WOGEWA Wohnungsbaugesellschaft Waren mbH
ZurückDie WOGEWA Wohnungsbaugesellschaft Waren mbH ist einer der zentralen Akteure auf dem Wohnungsmarkt in Waren (Müritz). Als kommunales Unternehmen verwaltet sie einen erheblichen Teil des lokalen Immobilienportfolios, das laut Unternehmensangaben knapp 4.500 Mietwohnungen und Gewerbeeinheiten umfasst.
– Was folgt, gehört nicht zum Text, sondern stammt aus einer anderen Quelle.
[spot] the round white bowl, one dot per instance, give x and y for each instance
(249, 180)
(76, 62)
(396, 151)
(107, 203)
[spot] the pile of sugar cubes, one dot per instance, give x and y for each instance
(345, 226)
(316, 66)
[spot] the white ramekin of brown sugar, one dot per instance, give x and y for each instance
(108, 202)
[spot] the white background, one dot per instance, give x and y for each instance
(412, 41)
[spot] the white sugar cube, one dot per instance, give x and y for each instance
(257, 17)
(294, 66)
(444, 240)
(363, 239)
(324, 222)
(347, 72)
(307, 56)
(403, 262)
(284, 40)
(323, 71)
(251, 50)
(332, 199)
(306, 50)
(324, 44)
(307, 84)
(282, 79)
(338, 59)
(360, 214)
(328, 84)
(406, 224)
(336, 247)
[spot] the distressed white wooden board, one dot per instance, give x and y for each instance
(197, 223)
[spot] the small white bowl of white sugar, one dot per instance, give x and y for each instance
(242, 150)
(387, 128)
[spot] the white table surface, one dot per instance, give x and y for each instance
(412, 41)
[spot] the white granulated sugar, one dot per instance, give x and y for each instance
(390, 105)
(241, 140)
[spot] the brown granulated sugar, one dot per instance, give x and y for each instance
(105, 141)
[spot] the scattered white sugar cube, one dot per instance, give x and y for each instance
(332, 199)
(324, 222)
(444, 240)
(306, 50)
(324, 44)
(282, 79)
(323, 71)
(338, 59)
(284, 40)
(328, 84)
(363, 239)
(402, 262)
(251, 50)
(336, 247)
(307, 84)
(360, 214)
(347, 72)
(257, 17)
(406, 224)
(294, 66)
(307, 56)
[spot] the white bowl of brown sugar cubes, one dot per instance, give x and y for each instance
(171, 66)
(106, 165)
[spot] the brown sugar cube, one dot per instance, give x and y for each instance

Dies macht sie zu einer Anlaufstelle für viele, die auf der Suche nach einer Mietwohnung in der Region sind. Der Firmensitz in der Radenkämpen 22, 17192 Waren (Müritz), ist die zentrale Anlaufstelle für Interessenten und Mieter. Die Öffnungszeiten sind für Berufstätige besonders dienstags und donnerstags bis 18:00 Uhr erweitert, was eine flexible Kontaktaufnahme ermöglicht.
Leistungsspektrum und Unternehmensbild
Das Kerngeschäft der WOGEWA konzentriert sich auf die Wohnungsverwaltung und die Vermietung von Bestandsimmobilien. Das Unternehmen betont auf seiner Website sein Engagement für die Bereitstellung von Wohnraum für alle Bevölkerungsschichten und in allen Stadtteilen von Waren sowie in umliegenden Gemeinden. Durch gezielte Sanierungs- und Modernisierungsmaßnahmen hat die WOGEWA nach eigener Aussage maßgeblich zur Verbesserung des Stadtbildes beigetragen, wobei ein Fokus auf Energieeffizienz und eine ansprechende Optik gelegt wurde. Projekte wie die Installation von Photovoltaikanlagen zeugen von einem Bewusstsein für nachhaltiges Wirtschaften. Das Unternehmen agiert nicht nur als Verwalter, sondern auch als Generalunternehmer bei Bau- und Sanierungsprojekten, was eine umfassende Kontrolle über die Qualität der Immobilien suggeriert.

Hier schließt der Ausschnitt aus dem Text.